La cause de cette terreur? Une épidémie qui s'est soudainement abattue sur la ville. Plus d'une centaine d'habitants ont déjà été contaminés et six sont déjà décédés. Les symptômes sont désormais connus de tous. Au début, ce sont ceux d'une simple grippe ou d'un refroidissement: fièvre, maux de tête et courbatures. Le premier malade qui s'est adressé aux médecins a été traité comme s'il avait attrapé un rhume. Ce n'était malheureusement que le début. Le malade est ensuite victime de diarrhées, de vertiges et de vomissements, comme lors d'une dysenterie. Au dernier stade de la maladie, le patient devient aveugle et son système nerveux est paralysé. Son sang filtre à travers les parois des veines et artères. Les hémorragies du ventre et du cerveau sont la plupart du temps la cause du décès. Lors de l'autopsie de la première victime, les médecins ont découvert que son cerveau s'était transformé en une bouillie sanglante. Malgré les précautions de rigueur, les deux pathologistes qui ont effectué l'examen du corps sont eux-mêmes décédés de la maladie.

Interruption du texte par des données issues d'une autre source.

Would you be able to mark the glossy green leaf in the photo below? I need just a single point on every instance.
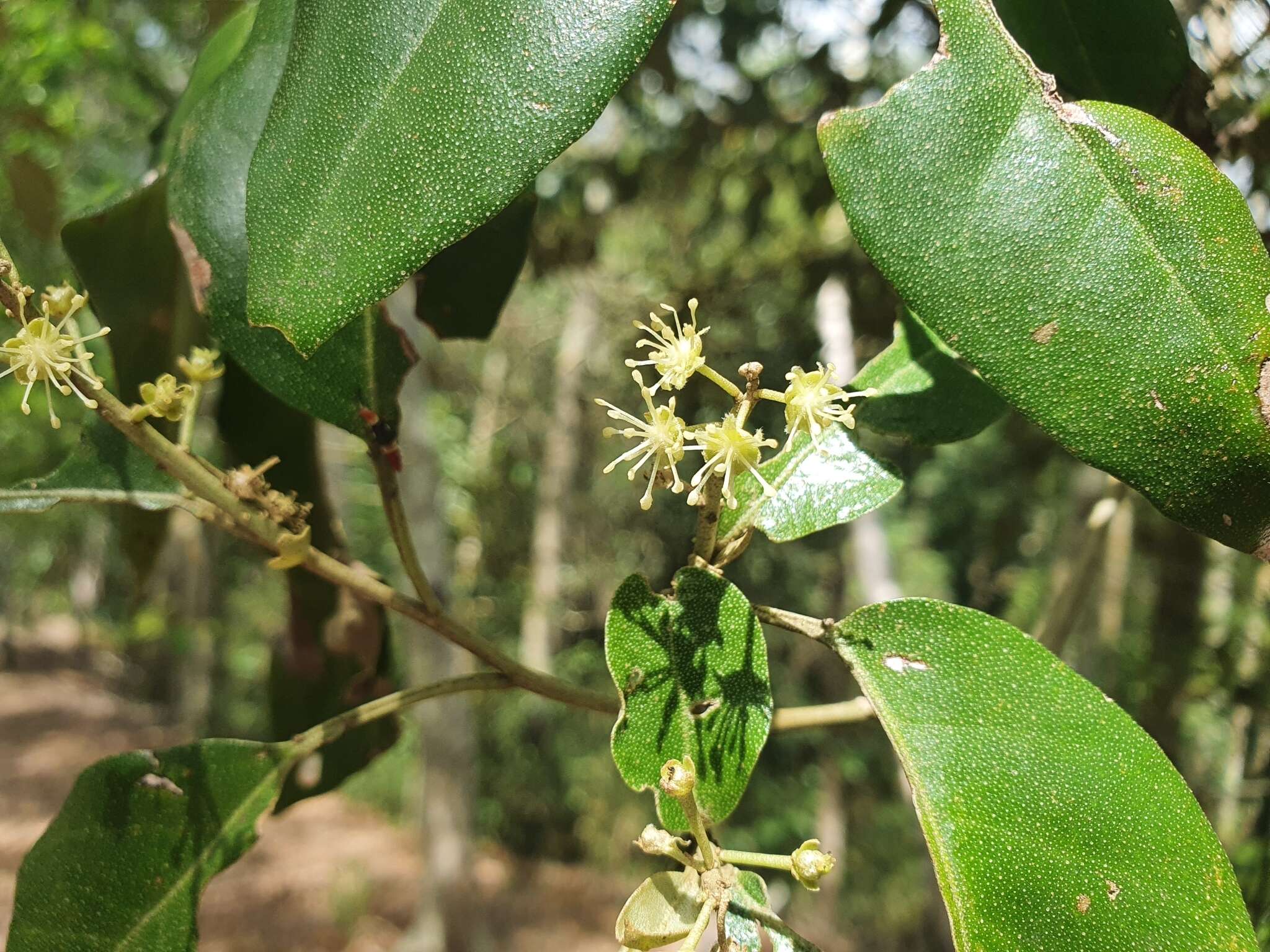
(463, 289)
(361, 366)
(660, 910)
(1053, 821)
(1082, 43)
(335, 653)
(923, 392)
(1091, 263)
(103, 467)
(123, 863)
(815, 488)
(399, 127)
(750, 910)
(693, 674)
(216, 56)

Depuis le déclenchement de l'épidémie le 5 juillet dernier, le monde médical russe s'est longuement disputé sur la nature exacte de la maladie et de son agent infectieux. Mais mardi, les épidémiologistes ont mis fin au débat en établissant qu'il s'agit de la fièvre hémorragique de Congo Crimée. La dernière flambée de cette maladie s'était produite en 1997 dans la région de Khabarovsk, dans l'Extrême-Orient russe, où 225 personnes avaient été contaminées par ce virus. A Rostov, cette affection a été enregistrée pour la dernière fois il y a trente ans.

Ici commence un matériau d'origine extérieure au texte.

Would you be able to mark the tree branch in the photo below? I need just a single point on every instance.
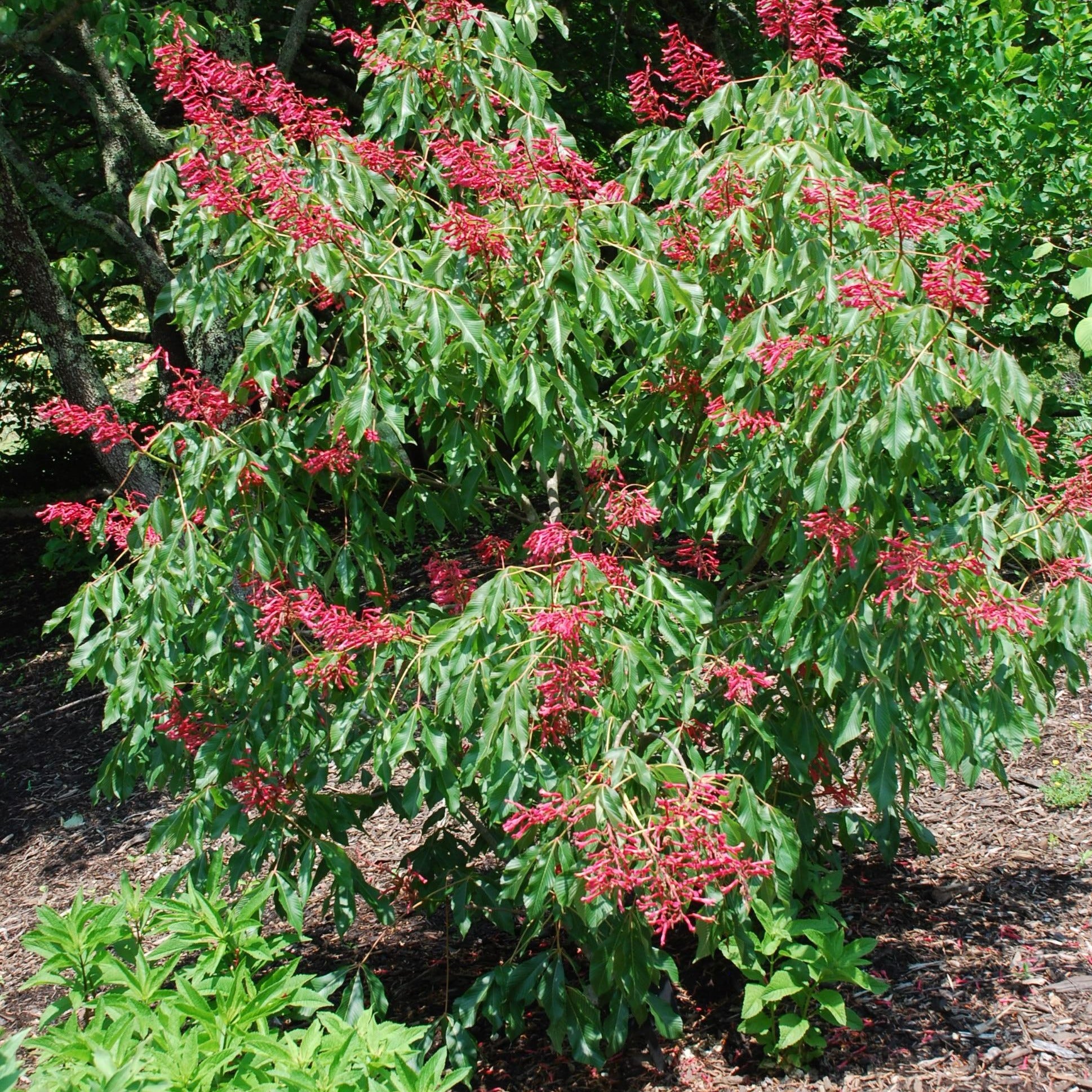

Le véhicule qui permet au virus de se répandre reste pour l'instant mystérieux. La maladie ne semble se transmettre que par le sang. La baignade dans la rivière Tchir, qui traverse le village, reste pour l'heure interdite, même si les spécialistes sont parvenus à la conclusion que le cours d'eau n'est pas à l'origine de la contamination. L'arrivée dans la région d'un vol d'oiseaux en migration pour l'Afrique, quelques jours avant que l'épidémie ne se déclare, suscite aussi les interrogations des spécialistes. Les tiques et les moustiques sont parmi les premiers suspects. Comme toujours lors d'événements semblables, en Russie comme ailleurs, la presse ne s'est pas contentée d'évoquer que des causes naturelles. La Nezavissimaya Gazetta a par exemple suggéré qu'il pourrait s'agir d'une nouvelle flambée d'un virus créé dans le cadre d'un programme de recherches de guerre biologique. Un médecin anonyme a raconté au quotidien qu'il avait diagnostiqué à la fin des années 70, dans la même région de Rostov, une maladie semblable, mais que le KGB l'avait fermement prié de rester discret.

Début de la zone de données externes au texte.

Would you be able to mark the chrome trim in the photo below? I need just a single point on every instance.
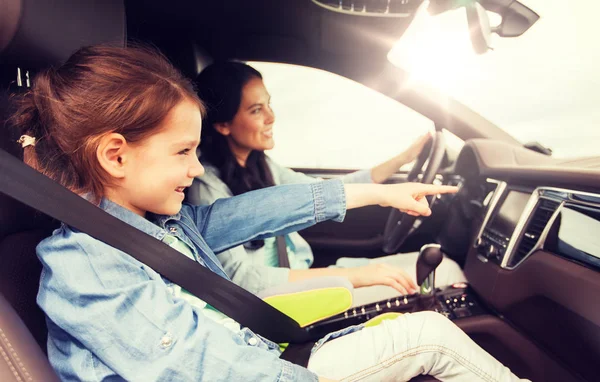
(496, 195)
(362, 11)
(539, 193)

Les autorités sanitaires ont renoncé à établir une quarantaine dans Olivskaya. De toute façon, il est pratiquement trop tard: un tiers des habitants a filé avant même que les médecins n'arrivent à établir à quoi ils avaient affaire. Depuis qu'il paraît certain que la maladie ne se transmet que par contact sanguin direct et pas par voie aérienne ou par contact physique, l'utilité de cette mesure s'est d'ailleurs considérablement réduite, même si le décès de deux personnes des suites d'une fièvre hémorragique dans la commune de Neftekoumskaya, dans la province de Stavropol, continue à entretenir l'angoisse dans la région.

En attendant, la rumeur s'est répandue à Olivskaya qu'il existe deux moyens de se prémunir contre l'infection. Ce sont les médicaments traditionnels de la Russie: la vodka et l'ail mariné.